Méthode concrète pour calculer son contrôle continu au brevet avant les résultats
Le calcul se fait en trois étapes. La première consiste à rassembler ses moyennes annuelles dans chacune des douze matières obligatoires : français, mathématiques, LV1, LV2, histoire-géographie-EMC, SVT, physique-chimie, technologie, EPS, arts plastiques, éducation musicale et une douzième discipline selon l’établissement.
La deuxième étape est arithmétique. On additionne ces douze moyennes, puis on divise par douze. Le résultat donne la moyenne de contrôle continu sur 20. Si un enseignement facultatif est suivi, on ajoute les points au-dessus de 10 au total avant de diviser.
La troisième étape projette cette moyenne dans le barème global. On multiplie la moyenne obtenue par 20 (puisque le contrôle continu vaut 400 points sur un total de 800, soit 20 fois la note sur 20). Un élève qui obtient 14 de moyenne en contrôle continu dispose donc de 280 points sur 400 avant même de passer les épreuves.
Seuils de mention à garder en tête
La note finale est sur 20. Le diplôme est acquis dès 10/20, la mention assez bien à partir de 12, la mention bien à partir de 14, la mention très bien à partir de 16 et la mention très bien avec félicitations à partir de 18. Ces seuils permettent de fixer un objectif chiffré pour les épreuves terminales une fois le contrôle continu estimé.

Limites du calcul anticipé et points de vigilance
Les moyennes utilisées sont celles arrêtées en fin d’année par le conseil de classe, pas celles affichées sur Pronote en cours de trimestre. Un écart peut exister si des évaluations de fin d’année modifient sensiblement une moyenne.

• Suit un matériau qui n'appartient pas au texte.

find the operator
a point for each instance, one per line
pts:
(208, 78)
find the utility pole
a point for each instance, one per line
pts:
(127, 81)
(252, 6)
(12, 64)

Les enseignements facultatifs constituent un autre point flou. Certains établissements intègrent la note de l’option dans le bulletin de manière différente, et seuls les points au-dessus de 10 comptent réellement dans le calcul du DNB. Un 9 en latin n’enlève rien, mais n’apporte rien non plus.
Les simulateurs en ligne proposés par différents sites appliquent la formule officielle, mais leur fiabilité dépend de la justesse des notes saisies. Entrer des moyennes arrondies ou approximatives fausse la projection. Mieux vaut attendre le bulletin du troisième trimestre pour obtenir une estimation fiable.
Le passage au barème sur 20 et la répartition 40/60 rendent le brevet plus lisible qu’avant, mais aussi plus exigeant le jour des épreuves. Calculer son contrôle continu en amont reste le meilleur moyen de savoir combien de points il faut aller chercher en juin.